An important aspect of running a business is establishing a sound timekeeping process for accurately recording your employees’ attendance and hours worked. In the event of litigation, the absence of accurate records can impair your defense. If you do not keep accurate records of time, the court may use the records provided by the employee bringing the dispute.
Previously, the U.S. Department of Labor provided templates employees could use to keep track of their records by hand. A few years ago, the Department of Labor introduced an application, currently available on the iPhone and iPod Touch, which greatly simplifies the recordkeeping process for the employee.
From the U.S. Department of Labor website [emphasis added]:
Through the app, users will be able to add comments on any information related to their work hours; view a summary of work hours in a daily, weekly and monthly format; and email the summary of work hours and gross pay as an attachment.
This new technology is significant because, instead of relying on their employers’ records, workers now can keep their own records. This information could prove invaluable during a Wage and Hour Division investigation when an employer has failed to maintain accurate employment records.

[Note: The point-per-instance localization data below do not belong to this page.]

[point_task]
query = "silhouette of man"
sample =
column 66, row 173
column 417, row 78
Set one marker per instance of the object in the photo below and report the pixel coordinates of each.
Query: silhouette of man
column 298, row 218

“I am pleased that my department is able to leverage increasingly popular and available technology to ensure that workers receive the wages to which they are entitled,” said Secretary of Labor Hilda L. Solis. “This app will help empower workers to understand and stand up for their rights when employers have denied their hard-earned pay.”
The free app is currently compatible with the iPhone and iPod Touch. The Labor Department will explore updates that could enable similar versions for other smartphone platforms, such as Android and BlackBerry, and other pay features not currently provided for, such as tips, commissions, bonuses, deductions, holiday pay, pay for weekends, shift differentials and pay for regular days of rest.
There are several points that you should know. First, the application is designed so that the employee can easily e-mail his or her records to a third party. With a few clicks an employee can distribute their documentation to the Department of Labor, plaintiffs’ attorneys or whoever else they may see fit. Second, the comments by Labor Secretary Solis that employees can “understand and stand up for their rights when employers have denied their hard-earned pay” shows that the posture of the Department of Labor in a Wage and Hour Division investigation will be that a business is “guilty before proven innocent.” Notice the aggressiveness of her language that employers have “denied their [employees] hard earned pay.” Absent from Labor Secretary Solis’s quote is consideration that an honest mistake happened. Lastly, the Department of Labor intends to explore enhancing the application to perform other functions like tracking commissions, bonuses and holiday pay. All of these enhancements would make the application more relevant to large portions of your workforce, such as sales associates and technicians.
If you do not keep accurate records of your employee’s schedule and hours worked, you are welcoming an investigation by the Department of Labor and lawsuits by plaintiffs’ attorneys. Technology has made it easier than ever for an employee to bring such a claim.